The aim of this work was to investigate the effects of methylprednisolone on the proliferation of endogenous neural stem cells (ENSCs) in nonhuman primates with spinal cord injury (SCI).
A total of 14 healthy cynomolgus monkeys (Macaca fascicularis) (4–5 years of age) were randomly divided into 3 groups: the control group (n = 6), SCI group (n = 6), and methylprednisolone therapy group (n = 2). Only laminectomy was performed in the control animals at T-10. SCI was induced in monkeys using Allen’s weight-drop method (50 mm × 50 g) to injure the posterior portion of the spinal cord at T-10. In the methylprednisolone therapy group, monkeys were intravenously infused with methylprednisolone (30 mg/kg) immediately after SCI. All animals were intravenously infused with 5-bromo-2-deoxyuridine (BrdU) (50 mg/kg/day) for 3 days prior to study end point. The small intestine was dissected for immunohistochemical examination. After 3, 7, and 14 days, the spinal cord segments of the control and SCI groups were dissected to prepare frozen and paraffin sections. The proliferation of ENSCs was evaluated using BrdU and nestin immunofluorescence staining.

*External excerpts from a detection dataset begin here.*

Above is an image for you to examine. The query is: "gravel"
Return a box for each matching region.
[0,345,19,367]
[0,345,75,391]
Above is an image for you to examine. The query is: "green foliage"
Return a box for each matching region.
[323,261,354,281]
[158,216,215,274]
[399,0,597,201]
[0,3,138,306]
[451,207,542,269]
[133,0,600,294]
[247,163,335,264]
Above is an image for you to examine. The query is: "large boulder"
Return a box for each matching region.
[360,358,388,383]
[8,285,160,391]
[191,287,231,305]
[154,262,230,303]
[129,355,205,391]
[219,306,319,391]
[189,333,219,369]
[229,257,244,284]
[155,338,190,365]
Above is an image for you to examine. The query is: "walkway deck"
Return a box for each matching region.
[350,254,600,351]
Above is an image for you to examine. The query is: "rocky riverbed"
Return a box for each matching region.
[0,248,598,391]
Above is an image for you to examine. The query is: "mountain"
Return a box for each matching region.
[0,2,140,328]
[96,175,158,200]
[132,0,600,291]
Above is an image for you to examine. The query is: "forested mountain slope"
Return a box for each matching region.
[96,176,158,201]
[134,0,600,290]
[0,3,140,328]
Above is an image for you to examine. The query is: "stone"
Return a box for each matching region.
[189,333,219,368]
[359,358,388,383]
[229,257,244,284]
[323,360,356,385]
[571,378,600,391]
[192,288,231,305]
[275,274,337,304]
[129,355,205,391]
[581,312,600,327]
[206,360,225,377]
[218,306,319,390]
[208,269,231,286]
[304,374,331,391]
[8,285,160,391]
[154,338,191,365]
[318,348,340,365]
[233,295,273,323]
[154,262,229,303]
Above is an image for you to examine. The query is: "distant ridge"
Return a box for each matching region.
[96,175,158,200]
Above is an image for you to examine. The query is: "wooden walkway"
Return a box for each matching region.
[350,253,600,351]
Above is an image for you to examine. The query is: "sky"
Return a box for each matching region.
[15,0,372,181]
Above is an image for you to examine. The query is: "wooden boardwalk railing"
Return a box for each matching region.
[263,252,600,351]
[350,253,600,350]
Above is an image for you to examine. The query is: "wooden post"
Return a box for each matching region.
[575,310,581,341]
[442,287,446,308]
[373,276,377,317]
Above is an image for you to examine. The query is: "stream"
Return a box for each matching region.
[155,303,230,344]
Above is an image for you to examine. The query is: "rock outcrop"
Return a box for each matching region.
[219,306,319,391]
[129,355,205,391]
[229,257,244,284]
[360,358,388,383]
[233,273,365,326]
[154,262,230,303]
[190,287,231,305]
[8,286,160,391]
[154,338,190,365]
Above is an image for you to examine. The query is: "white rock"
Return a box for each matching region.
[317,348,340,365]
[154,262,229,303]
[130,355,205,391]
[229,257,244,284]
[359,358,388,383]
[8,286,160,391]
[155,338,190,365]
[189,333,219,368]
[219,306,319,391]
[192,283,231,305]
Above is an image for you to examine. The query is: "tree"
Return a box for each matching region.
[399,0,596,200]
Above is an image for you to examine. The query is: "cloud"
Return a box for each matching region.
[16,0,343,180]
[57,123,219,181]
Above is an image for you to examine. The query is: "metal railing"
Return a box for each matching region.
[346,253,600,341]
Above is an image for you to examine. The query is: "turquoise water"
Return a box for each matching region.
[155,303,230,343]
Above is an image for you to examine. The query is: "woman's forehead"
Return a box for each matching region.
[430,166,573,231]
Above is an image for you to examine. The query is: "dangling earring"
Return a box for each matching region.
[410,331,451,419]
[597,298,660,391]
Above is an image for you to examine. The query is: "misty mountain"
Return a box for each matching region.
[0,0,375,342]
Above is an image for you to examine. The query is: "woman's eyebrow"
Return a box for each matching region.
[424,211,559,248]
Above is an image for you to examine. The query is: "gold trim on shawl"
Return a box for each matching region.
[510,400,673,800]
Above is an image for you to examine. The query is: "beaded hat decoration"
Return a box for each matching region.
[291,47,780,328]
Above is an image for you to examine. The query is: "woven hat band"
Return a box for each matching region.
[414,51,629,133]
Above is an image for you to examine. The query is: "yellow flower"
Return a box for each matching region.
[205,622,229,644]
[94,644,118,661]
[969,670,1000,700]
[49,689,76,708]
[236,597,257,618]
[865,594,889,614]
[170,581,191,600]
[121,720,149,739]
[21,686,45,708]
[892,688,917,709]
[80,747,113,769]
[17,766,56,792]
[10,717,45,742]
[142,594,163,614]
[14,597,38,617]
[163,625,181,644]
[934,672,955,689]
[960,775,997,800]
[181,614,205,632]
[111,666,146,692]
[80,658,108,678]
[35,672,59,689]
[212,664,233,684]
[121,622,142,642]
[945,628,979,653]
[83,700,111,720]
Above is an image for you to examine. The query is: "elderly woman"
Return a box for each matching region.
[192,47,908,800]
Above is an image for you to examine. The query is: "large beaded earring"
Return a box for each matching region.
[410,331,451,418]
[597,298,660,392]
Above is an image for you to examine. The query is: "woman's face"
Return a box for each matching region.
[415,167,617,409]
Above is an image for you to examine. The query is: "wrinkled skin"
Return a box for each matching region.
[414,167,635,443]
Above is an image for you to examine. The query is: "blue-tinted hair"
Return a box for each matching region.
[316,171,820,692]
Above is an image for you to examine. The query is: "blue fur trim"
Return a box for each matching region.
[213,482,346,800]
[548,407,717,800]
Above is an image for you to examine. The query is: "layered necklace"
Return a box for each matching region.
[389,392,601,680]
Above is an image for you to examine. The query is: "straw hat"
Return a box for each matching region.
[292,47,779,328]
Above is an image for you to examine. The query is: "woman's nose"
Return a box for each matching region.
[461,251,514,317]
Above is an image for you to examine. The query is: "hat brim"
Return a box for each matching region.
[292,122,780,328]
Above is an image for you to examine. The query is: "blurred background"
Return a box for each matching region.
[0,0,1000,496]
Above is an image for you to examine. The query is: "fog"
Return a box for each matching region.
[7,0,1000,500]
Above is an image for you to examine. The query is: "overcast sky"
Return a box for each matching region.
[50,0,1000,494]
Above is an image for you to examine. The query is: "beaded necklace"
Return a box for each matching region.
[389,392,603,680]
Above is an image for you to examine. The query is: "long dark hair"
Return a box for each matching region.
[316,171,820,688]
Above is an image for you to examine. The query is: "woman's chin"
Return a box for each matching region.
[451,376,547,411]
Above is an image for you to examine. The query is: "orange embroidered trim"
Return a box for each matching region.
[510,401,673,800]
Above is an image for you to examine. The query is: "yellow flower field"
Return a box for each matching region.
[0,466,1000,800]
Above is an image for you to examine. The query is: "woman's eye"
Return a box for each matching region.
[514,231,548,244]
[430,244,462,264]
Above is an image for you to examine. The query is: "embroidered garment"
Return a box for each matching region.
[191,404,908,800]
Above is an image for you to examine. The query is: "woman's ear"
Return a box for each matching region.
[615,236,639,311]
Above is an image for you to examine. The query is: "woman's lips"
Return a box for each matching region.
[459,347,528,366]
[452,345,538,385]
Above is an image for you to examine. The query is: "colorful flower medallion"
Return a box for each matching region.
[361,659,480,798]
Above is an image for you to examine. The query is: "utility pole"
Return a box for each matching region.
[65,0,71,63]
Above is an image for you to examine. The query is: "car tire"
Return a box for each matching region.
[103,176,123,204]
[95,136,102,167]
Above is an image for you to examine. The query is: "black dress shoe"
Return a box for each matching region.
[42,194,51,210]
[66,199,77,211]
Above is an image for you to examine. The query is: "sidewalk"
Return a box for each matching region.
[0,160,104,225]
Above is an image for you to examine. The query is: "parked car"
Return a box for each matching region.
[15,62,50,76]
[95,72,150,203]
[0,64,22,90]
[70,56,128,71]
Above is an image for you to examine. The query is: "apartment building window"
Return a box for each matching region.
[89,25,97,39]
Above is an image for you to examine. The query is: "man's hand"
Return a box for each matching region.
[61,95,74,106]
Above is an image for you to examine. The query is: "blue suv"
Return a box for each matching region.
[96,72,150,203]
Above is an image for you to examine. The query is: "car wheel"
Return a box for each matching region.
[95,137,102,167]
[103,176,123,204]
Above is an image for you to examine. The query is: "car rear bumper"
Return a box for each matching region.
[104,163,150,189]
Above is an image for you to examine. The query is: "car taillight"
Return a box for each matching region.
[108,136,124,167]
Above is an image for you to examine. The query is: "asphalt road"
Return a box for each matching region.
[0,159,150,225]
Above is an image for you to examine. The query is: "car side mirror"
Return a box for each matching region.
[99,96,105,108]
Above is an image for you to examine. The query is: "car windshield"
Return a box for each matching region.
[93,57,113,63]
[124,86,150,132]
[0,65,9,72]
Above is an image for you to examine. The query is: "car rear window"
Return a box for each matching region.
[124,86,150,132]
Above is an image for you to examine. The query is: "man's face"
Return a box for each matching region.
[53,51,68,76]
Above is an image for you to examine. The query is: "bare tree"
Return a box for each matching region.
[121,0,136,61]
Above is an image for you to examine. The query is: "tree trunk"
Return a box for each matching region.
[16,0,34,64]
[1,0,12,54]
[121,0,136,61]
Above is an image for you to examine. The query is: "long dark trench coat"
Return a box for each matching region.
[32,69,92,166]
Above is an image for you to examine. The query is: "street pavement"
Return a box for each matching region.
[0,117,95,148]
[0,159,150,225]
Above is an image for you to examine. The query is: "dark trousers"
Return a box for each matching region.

Histological examination showed that a larger number of mucosa epithelial cells in the small intestine of all groups were BrdU positive. Nestin-positive ependymal cells are increased around the central canal after SCI. After 3, 7, and 14 days of SCI, BrdU-positive ependymal cells in the SCI group were significantly increased compared with the control group, and the percentage of BrdU-positive cells in the left/right ventral horns and dorsal horn was significantly higher than that of the control group. Seven days after SCI, the percentages of both BrdU-positive ependymal cells around the central canal and BrdU– and nestin–double positive cells in the left/right ventral horns and dorsal horn were significantly lower in the methylprednisolone therapy group than in the SCI group.
While ENSCs proliferate significantly after SCI in nonhuman primates, methylprednisolone can inhibit the proliferation of ependymal cells after SCI.